Помимо этого нами было проведено социологическое изучение мнения ташкентцев по поводу “выбранных зданий” — это много сотен часов интервью с представителями разных социальных страт города, систематизированные и изученные. Кроме того, мы общались с точечными экспертами, краеведами, знатоками истории и культуры Ташкента по конкретным вопросам городской планировки, точкам интереса, культурной и социальной притягательности и т.д. Это многочисленные сеансы Зумов и личных встреч на протяжении полутора лет. Таким образом, нельзя сказать, что ташкентцев в этом проекте не было. Проблема скорее в том, чтобы проект, в подготовке которого участвовали и приглашенные специалисты, и горожане, и государство, был представлен и обсужден в Ташкенте. По окончании выставки в Милане официальный представитель Фонда Мадина Бадалова заверила нас, что такое представление и обсуждение обязательно состоится. Будем ждать!
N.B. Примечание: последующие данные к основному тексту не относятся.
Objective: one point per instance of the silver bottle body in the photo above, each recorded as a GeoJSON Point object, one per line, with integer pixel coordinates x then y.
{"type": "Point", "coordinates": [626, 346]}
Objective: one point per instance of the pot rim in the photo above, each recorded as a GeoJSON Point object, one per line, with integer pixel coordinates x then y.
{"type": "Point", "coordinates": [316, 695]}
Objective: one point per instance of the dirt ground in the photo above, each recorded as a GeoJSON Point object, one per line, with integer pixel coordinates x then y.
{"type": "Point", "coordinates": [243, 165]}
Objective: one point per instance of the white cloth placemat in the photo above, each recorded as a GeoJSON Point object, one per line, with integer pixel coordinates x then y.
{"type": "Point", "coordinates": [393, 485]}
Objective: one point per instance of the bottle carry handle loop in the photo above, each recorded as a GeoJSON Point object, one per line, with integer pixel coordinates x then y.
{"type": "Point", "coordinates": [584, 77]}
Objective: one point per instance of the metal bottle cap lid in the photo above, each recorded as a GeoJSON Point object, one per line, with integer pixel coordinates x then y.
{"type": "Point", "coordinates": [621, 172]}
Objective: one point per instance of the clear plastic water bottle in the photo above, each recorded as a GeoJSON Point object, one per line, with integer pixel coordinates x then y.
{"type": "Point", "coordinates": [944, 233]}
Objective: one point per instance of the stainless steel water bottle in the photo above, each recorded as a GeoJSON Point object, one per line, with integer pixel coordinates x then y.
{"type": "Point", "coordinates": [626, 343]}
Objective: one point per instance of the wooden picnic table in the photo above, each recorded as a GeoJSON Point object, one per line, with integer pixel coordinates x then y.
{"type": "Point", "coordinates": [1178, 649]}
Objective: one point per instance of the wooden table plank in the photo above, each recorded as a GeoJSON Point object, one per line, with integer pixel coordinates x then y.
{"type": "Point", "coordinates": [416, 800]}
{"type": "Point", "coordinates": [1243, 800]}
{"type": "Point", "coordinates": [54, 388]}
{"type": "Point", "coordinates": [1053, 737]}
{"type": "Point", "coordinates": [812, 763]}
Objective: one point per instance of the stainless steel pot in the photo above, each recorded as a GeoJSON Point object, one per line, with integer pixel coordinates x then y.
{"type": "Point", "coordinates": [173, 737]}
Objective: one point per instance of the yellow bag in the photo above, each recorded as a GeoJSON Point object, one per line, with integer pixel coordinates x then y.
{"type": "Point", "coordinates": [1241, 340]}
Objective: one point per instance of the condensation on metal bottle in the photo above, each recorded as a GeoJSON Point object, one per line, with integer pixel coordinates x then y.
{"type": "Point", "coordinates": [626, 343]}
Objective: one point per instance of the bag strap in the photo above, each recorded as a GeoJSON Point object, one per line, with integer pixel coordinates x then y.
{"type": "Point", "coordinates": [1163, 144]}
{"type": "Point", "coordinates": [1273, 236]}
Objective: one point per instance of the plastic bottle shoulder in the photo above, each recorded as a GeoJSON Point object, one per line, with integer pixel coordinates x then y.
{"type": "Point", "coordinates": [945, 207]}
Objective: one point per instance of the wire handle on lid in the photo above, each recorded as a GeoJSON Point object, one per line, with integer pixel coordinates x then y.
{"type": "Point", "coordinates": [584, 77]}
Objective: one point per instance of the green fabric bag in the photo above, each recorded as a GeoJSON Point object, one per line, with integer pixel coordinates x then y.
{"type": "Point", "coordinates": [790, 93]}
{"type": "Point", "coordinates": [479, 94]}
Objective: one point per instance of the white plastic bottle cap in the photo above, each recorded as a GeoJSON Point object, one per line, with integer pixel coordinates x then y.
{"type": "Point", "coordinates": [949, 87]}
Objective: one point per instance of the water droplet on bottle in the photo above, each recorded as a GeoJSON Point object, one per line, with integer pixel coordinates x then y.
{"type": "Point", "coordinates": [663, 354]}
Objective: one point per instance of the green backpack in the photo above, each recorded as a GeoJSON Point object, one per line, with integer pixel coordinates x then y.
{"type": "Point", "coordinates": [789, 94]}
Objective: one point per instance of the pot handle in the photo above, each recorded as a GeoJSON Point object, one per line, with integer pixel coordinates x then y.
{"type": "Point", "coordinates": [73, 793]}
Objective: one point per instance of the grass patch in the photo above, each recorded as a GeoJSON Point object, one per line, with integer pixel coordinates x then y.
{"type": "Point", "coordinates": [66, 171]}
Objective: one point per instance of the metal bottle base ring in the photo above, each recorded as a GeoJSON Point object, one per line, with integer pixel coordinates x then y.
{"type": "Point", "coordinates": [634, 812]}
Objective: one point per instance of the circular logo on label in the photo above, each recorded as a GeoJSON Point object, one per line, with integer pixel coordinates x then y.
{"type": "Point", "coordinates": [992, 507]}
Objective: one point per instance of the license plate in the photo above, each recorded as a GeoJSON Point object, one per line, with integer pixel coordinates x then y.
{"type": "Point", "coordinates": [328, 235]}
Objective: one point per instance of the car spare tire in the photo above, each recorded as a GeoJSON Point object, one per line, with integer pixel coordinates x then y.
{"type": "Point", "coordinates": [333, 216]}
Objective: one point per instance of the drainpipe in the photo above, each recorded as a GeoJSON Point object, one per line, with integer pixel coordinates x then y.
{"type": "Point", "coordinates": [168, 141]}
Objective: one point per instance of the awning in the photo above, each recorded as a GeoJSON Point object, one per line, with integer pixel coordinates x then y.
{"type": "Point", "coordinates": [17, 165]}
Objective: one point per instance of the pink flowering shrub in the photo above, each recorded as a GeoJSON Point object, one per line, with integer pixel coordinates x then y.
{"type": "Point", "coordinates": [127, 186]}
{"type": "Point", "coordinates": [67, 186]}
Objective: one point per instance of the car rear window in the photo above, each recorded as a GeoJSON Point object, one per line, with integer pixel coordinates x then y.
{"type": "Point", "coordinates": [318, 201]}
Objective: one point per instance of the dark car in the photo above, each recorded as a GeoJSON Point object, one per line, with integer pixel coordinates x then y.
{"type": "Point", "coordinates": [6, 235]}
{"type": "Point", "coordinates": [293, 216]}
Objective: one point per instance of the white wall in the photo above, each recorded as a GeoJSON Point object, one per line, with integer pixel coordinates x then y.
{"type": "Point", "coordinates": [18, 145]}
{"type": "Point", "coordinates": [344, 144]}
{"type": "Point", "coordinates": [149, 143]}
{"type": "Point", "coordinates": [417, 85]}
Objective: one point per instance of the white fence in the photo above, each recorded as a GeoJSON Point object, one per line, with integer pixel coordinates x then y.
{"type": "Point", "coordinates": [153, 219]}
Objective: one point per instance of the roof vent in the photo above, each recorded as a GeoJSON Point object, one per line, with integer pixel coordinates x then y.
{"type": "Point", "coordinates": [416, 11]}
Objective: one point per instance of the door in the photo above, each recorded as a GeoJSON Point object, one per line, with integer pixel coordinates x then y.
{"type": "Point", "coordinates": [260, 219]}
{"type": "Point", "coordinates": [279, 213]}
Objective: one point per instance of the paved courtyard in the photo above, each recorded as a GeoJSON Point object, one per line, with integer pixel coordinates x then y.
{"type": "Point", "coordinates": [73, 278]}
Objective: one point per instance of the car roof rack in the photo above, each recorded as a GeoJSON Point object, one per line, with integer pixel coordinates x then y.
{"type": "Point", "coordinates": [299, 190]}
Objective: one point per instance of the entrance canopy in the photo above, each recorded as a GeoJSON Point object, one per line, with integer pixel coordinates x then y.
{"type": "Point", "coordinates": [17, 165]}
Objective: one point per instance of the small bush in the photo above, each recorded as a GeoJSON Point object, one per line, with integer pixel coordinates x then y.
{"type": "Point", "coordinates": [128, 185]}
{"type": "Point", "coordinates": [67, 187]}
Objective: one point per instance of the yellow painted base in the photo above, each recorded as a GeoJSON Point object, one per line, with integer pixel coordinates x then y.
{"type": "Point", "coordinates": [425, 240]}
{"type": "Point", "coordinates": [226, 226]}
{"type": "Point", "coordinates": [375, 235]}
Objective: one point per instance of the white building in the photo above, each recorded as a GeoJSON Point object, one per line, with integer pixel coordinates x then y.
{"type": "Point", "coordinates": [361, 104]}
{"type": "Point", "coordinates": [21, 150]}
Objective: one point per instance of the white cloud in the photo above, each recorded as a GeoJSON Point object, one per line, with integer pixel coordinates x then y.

Станиславский внимательно рассматривал Chukhovichа. Становилось душно. Воздух наэлектризовывался внеземными смыслами и лексическим спамом — «международные инновации», «международные энтузиасты и локальные активисты», «охранные институции»… Слова «деньги» и «выгодополучатели» упорно обходились стороной. Сознание стало покидать театрального мэтра. И только близкий к барабанному бою призыв рекламодателя — «эффективно взаимодействовать с реальностью!», привел Станиславского в чувство. И тут явилась миру фраза, ставшая бессмертной, — «Не верю!!!»
Джавдет[Цитировать]
люди пытаются сохранить исторический облик Ташкента, а Вы.. смеётесь
AK[Цитировать]
«люди пытаются сохранить исторический облик Ташкента, а Вы.. смеётесь»
Да ведь в том то и дело что пытаются и всё чаще безуспешно…
AVN[Цитировать]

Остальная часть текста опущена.